I am just wondering whether she finds it difficult constantly having other children in the house.
Maybe she really hates it, but doesnt quite know why, and cant therefore really express it.

And whether she is using the socks and underwear issue, so that you have to spend more of your time ,looking at and dealing with her.

Just a thought. I could be wrong.

badtemperedaldbitch Thu 24-Jan-13 09:39:59

I'd follow all the advice others have given but take it one step further. I'd get a pair of her old smelly socks and sew them together so they absolutely can't be washed. Then I'd let her keep them like a comforter.

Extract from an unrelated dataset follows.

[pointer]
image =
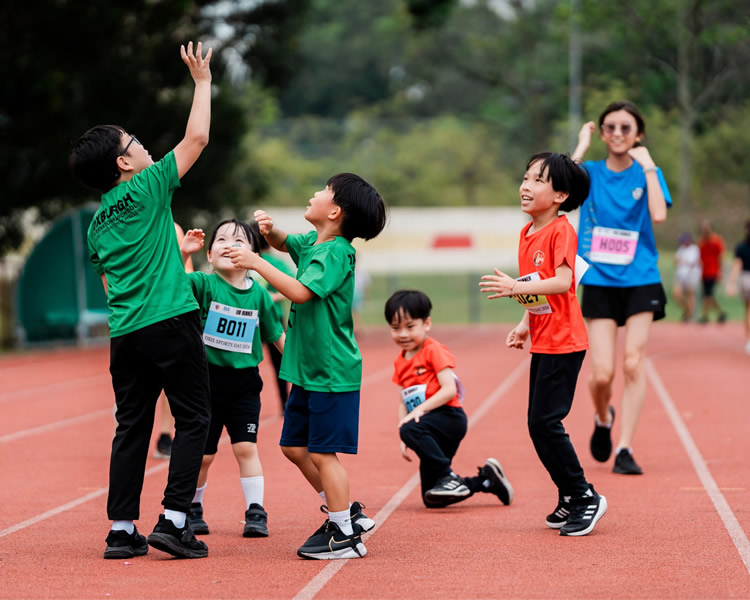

Maybe she isn't hearing....you need clean clothes
Maybe she's hearing....you arnt good enough

Tell her there is a time and a place for everything. Let her wear her socks all weekend, but fresh ones for school.

Skankorama Thu 24-Jan-13 09:34:44

Message withdrawn at poster's request.

thewhistler Thu 24-Jan-13 09:31:10

Gosh, poor you.

I have found that whenever Ds is bullying us, and behaving really badly, it is because he is getting it from somewhere else and needs to pass it on.

Otherwise, it might be a sign of mh issues, in which case the sooner identified, the better.

Either way, difficult if you are childminding, I know, but can you go into school and see her teacher and see how things are going? And is there a mum on her class you know and like and trust?

Has this sort of behaviour always been the case, or just for worse for a time?